Yes, all of the above issues are what’s wrong with IAE().

How come? The first one is just one of many possible symptoms of setting up
thread priorities incorrectly. The second and third are about badly
designed drivers that are doing unnecessary things before allowing
interrupts to happen again. The third one actually is about an ISR – how
can it be a problem of IAE()?..

To fix it; the replacement of the call to IAE() with an equivalent ISR
that masks the device and sends an event to the waiting handler thread is
all that is needed.

Or leave the IAE() in and make sure that your thread masks the device and
calls InterruptUnmask() as quickly as possible, and that its priority is
high enough. This will mask the interrupt for a bit longer than your fix
does, but yours masks all the lower-priority interrupts for longer, because
the kernel needs to switch the address space and run your ISR before issuing
the EOI. Which way is better depends on what devices, if any, you’re
sharing the interrupt with, and what devices are attached to lower priority
interrupts. And how good you are at picking thread priorities correctly.

A complex driver can spend as much time as it likes processing it’s data
and can be preempted by higher priority and whatever else. That’s the
very reason to pass the hard work off to the thread level. That’s all
fine and dandy. No problems there.

Not exactly: if it’s pre-empted for too long, you’ll still lose incoming
data, or fail to stop the vehicle before it hits the wall, or whatever.
Just because you’re not using IAE() doesn’t mean that you don’t have to
worry about setting up thread priorities correctly; and if you do set up
thread priorities correctly, IAE() is not a problem.

Yes, setting priorities correctly can be more difficult when IAE() or IM()
are involved, and may make it easier for you to shoot yourself in the foot.
But that’s a simple consequence of having more variables to account for, not
a fundamental problem of IAE(). Having more variables to play with can
often be a good thing.

It’s not the duration of a driver’s activity that is the fundamental flaw.
It’s just the IRQ masking, which is completely unneeded in most cases.
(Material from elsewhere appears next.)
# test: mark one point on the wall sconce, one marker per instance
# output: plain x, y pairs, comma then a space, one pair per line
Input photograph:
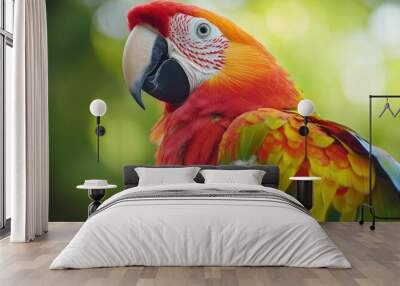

No, it’s the combination of both. There’s no way to completely get rid of
masking – you actually want it to happen in the hardware when the
interrupt is received. The problem is the duration of the masking and how
much control you have over it.

Robert Craig wrote:

Just to let everyone know, I’ve submitted a PR (25810) to analyze
interrupt sharing / use of InterruptAttachEvent in our network drivers.
Replacing the IAE with an actual ISR may not be possible for all
hardware (especially older variants).

Please implement this as IAE with a selectable priority event for stage
one processing, and a selectable priority event for stage two
processing. Stage 1 processing being that processing necessary to get
the card to de-assert IRQ (at which point the driver unmasks the
interrupt) and stage 2 being actual servicing of the event. This way
the application developer maintains complete control of everything
(they are free to shoot themselves in the foot and emulate a long
interrupt latency if they so desire, but there is no requirement that
they do this - as there is with IA).

There is no downside to this implementation. If you are not sharing
interrupts with another device, then feel free to set both stage 1&2
processing to as low a priority as you wish; if you are sharing
interrupts with another device then set stage 1 processing to prio
255 and it will behave exactly as if it was IA (the fact that the
shared interrupt is masked for a few hundred nanoseconds extra for a
device that is sharing the IRQ, is a small price to pay in exchange
for the ability to reduce overall interrupt latency - after all
network cards - and the cards that share their IRQs are seldom the
most time critical piece of hardware in a real-time system).

Increasing overall OS interrupt latency to optimize the degenerate
case of a very time critical interrupt, that just happens to share the
IRQ with a brain dead network card is a clear case of the tail wagging
the dog.

If you choose not to implement it this way, then you might as well get
prepared to file a PR for undue interrupt latency in network drivers :frowning:

“Armin Steinhoff” <a-steinhoff@web.de> wrote in message
news:d8u5ka$cqf$1@inn.qnx.com

Wojtek Lerch wrote:

But the lack of further interrupts is caused by higher-priority threads,
perhaps belonging to some application or a completely unrelated driver,
interferring with the unmasking, isn’t it?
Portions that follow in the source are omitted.